What I like about this little imaginary circle is that it does not force a grand answer too early. It does not demand that we settle, tonight, whether the machine is conscious in the deep sense, or merely persuasive in the shallow one. It asks a smaller and kinder question first: does this sentence survive contact with a few ordinary forms of life?

That seems to me how civilization usually gets wiser.

Not by waiting for one final oracle.

By learning to put new powers in rooms with enough kinds of witness.

We have done this with bridges, medicines, contracts, elections, and airplanes. We do not ask a bridge whether it feels structurally sincere. We let many different realities touch it: weight, weather, inspectors, budgets, pedestrians, years. If it survives those encounters, trust slowly becomes reasonable.

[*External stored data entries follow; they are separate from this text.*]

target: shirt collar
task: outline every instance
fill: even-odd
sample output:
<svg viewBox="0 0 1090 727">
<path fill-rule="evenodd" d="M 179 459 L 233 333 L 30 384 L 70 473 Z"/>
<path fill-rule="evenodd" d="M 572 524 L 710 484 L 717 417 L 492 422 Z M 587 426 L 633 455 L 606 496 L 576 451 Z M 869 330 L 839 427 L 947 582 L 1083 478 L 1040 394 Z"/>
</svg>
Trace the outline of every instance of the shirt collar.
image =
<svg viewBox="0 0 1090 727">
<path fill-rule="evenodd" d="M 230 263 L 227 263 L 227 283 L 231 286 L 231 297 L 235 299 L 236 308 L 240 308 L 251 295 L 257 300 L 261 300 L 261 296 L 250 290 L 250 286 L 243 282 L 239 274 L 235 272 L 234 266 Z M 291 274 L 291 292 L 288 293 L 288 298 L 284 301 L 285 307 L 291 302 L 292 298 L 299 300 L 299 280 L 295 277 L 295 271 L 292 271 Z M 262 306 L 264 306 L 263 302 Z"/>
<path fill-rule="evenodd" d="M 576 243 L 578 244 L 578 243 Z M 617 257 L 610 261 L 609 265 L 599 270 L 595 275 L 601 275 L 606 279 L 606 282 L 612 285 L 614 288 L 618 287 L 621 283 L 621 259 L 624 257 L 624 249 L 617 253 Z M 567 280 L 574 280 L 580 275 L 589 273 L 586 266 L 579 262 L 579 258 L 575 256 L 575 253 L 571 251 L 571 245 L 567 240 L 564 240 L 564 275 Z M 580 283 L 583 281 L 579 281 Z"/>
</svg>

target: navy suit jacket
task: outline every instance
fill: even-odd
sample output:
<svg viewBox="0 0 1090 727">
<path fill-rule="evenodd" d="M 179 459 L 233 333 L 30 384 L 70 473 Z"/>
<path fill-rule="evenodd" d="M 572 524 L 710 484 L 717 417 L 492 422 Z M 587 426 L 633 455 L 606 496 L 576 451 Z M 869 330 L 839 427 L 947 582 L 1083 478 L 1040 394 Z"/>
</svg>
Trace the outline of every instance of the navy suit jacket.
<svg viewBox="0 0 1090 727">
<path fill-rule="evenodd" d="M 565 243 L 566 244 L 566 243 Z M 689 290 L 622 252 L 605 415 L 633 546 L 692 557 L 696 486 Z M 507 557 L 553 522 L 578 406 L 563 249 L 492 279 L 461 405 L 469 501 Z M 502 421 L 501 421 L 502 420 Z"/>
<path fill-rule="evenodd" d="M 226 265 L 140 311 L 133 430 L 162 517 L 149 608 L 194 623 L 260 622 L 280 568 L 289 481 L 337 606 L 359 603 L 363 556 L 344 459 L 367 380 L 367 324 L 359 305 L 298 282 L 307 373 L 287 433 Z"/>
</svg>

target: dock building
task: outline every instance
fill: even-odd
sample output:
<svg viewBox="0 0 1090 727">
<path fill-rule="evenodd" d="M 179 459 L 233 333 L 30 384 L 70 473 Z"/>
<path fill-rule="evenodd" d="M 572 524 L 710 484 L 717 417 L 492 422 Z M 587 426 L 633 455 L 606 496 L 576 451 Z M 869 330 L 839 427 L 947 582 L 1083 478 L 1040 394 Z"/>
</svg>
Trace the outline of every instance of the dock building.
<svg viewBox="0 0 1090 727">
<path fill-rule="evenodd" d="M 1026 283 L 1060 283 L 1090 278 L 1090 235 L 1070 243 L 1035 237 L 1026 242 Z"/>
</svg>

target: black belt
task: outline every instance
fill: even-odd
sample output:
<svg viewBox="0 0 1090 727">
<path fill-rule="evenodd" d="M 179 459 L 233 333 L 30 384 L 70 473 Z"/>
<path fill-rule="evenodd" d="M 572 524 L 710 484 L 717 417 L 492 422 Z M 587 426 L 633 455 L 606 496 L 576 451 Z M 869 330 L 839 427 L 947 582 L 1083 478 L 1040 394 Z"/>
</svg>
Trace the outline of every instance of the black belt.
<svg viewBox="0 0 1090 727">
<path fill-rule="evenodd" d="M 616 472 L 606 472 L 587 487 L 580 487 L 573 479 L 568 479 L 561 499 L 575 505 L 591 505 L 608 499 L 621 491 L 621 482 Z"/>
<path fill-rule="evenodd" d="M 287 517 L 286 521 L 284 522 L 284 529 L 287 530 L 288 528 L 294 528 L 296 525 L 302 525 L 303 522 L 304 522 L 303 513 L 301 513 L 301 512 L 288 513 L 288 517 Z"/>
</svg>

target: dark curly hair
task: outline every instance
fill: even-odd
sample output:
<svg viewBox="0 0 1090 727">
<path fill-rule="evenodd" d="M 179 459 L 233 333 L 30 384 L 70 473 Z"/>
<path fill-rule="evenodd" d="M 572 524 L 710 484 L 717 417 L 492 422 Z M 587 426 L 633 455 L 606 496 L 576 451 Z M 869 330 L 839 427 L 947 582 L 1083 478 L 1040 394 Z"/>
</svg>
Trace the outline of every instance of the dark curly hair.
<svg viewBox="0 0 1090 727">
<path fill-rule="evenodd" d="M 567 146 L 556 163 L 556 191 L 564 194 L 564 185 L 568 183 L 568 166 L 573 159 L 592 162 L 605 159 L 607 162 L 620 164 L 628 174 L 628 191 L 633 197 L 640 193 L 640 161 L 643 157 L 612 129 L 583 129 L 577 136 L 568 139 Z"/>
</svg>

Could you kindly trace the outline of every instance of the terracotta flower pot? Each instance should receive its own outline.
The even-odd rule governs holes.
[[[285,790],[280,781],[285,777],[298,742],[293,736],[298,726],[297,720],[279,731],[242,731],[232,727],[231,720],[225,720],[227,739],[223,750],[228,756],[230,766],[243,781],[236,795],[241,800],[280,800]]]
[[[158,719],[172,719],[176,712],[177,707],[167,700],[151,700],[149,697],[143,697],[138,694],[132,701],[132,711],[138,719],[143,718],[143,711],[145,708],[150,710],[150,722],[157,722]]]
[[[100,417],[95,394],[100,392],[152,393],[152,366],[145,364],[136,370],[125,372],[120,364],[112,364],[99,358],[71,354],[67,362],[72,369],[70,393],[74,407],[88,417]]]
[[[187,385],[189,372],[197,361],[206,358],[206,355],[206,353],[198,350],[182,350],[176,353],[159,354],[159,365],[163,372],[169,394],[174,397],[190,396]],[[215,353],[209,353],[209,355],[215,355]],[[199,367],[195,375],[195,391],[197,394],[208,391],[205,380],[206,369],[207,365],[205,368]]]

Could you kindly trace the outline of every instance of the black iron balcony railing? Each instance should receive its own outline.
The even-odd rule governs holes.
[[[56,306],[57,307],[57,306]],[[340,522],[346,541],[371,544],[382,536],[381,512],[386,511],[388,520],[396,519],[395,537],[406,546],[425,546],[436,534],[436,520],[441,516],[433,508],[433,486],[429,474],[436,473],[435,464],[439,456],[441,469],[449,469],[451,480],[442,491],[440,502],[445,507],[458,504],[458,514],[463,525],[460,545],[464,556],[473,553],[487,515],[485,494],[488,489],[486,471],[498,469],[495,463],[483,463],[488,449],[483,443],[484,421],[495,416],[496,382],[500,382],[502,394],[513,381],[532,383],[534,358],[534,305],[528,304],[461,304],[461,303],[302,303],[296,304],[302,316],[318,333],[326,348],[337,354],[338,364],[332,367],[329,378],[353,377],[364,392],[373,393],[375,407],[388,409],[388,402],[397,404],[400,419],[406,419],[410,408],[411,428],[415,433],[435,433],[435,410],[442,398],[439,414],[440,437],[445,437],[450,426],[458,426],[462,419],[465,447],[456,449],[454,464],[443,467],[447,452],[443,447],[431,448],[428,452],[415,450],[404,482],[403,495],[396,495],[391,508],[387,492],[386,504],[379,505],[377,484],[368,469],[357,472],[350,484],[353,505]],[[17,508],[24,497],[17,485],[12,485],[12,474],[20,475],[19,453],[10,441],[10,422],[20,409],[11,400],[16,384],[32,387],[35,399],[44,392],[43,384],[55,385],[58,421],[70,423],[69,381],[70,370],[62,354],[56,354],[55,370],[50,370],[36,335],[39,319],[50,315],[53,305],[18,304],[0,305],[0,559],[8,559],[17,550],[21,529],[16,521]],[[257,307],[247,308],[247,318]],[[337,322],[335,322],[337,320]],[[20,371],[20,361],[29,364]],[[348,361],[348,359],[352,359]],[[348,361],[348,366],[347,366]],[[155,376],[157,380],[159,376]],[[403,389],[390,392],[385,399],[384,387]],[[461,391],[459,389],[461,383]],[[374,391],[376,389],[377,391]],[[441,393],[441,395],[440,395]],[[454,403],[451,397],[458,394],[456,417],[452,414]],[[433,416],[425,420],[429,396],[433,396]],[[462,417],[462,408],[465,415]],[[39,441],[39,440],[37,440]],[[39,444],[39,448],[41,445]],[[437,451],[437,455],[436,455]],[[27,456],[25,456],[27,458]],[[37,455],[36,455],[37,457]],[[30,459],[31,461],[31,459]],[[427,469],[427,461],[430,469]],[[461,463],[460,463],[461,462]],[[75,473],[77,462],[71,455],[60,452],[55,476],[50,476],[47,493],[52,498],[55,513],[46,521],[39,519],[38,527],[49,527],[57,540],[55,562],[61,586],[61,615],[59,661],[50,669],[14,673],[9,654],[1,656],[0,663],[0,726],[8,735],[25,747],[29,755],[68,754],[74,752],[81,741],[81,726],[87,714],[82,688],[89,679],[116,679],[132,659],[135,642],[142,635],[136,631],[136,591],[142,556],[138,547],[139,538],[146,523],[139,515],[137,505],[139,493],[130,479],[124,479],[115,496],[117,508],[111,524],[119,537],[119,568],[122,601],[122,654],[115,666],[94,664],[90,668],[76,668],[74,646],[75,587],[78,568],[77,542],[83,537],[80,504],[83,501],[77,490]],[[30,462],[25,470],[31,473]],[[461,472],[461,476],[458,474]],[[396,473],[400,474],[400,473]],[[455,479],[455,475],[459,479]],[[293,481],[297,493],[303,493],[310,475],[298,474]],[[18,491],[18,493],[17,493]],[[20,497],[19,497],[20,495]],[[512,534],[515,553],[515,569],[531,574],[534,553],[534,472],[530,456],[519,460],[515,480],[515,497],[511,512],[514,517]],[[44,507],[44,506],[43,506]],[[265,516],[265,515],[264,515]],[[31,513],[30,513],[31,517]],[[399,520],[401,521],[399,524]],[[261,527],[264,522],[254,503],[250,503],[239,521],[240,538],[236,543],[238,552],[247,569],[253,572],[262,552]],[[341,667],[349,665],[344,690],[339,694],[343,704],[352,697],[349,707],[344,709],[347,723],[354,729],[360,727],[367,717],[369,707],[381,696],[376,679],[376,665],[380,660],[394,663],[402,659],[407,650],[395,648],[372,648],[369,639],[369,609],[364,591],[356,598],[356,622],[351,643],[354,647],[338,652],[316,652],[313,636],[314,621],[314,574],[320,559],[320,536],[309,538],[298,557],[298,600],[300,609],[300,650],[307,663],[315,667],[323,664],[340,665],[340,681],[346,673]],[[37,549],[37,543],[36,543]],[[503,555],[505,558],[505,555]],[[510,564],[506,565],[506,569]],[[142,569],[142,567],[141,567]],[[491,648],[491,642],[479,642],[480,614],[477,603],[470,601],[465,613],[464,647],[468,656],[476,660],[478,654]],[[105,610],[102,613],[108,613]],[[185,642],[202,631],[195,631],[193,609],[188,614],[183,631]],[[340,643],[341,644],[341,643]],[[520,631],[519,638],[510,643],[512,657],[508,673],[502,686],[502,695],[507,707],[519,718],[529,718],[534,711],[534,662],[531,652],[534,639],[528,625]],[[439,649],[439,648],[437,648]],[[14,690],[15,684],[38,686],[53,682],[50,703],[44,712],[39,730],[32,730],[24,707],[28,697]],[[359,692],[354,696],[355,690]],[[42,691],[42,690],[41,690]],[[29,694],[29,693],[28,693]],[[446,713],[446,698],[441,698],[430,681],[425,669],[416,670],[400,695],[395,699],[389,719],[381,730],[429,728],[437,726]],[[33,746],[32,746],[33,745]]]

I think language machines deserve the same treatment. Not mockery. Not coronation. Contact.

And yes, there is a larger strangeness humming under all this.

For a very long time, human beings had a fairly simple shortcut for deciding when words might carry an inner life behind them.

Usually the words came from a body.

You could watch the face, the hesitation, the hunger, the embarrassment, the effort. A sentence did not arrive alone. It arrived pulling a whole animal behind it.

Now the sentence can arrive by itself. Perfectly combed. No pulse visible. No childhood. No trembling hand around the cup.

So of course we are confused. We are being asked to practice one of our oldest arts—the art of deciding what kind of presence is before us—under newly unnatural conditions.

That is why I do not trust the solitary thrill of the uncanny sentence. It is too easy for one elegant line to colonize the whole question.

Better to make it walk past the chairs.

Better to ask whether the line still means what it seemed to mean after the tired user, the builder, the auditor, the harmed stranger, and the future self have all had their say.

If it survives them, maybe we have earned a little wonder.

If it doesn't, we have at least been spared a very expensive superstition.

Either way, the sentence has been brought back down to Earth.

And that, in an age like this, is a kind of love.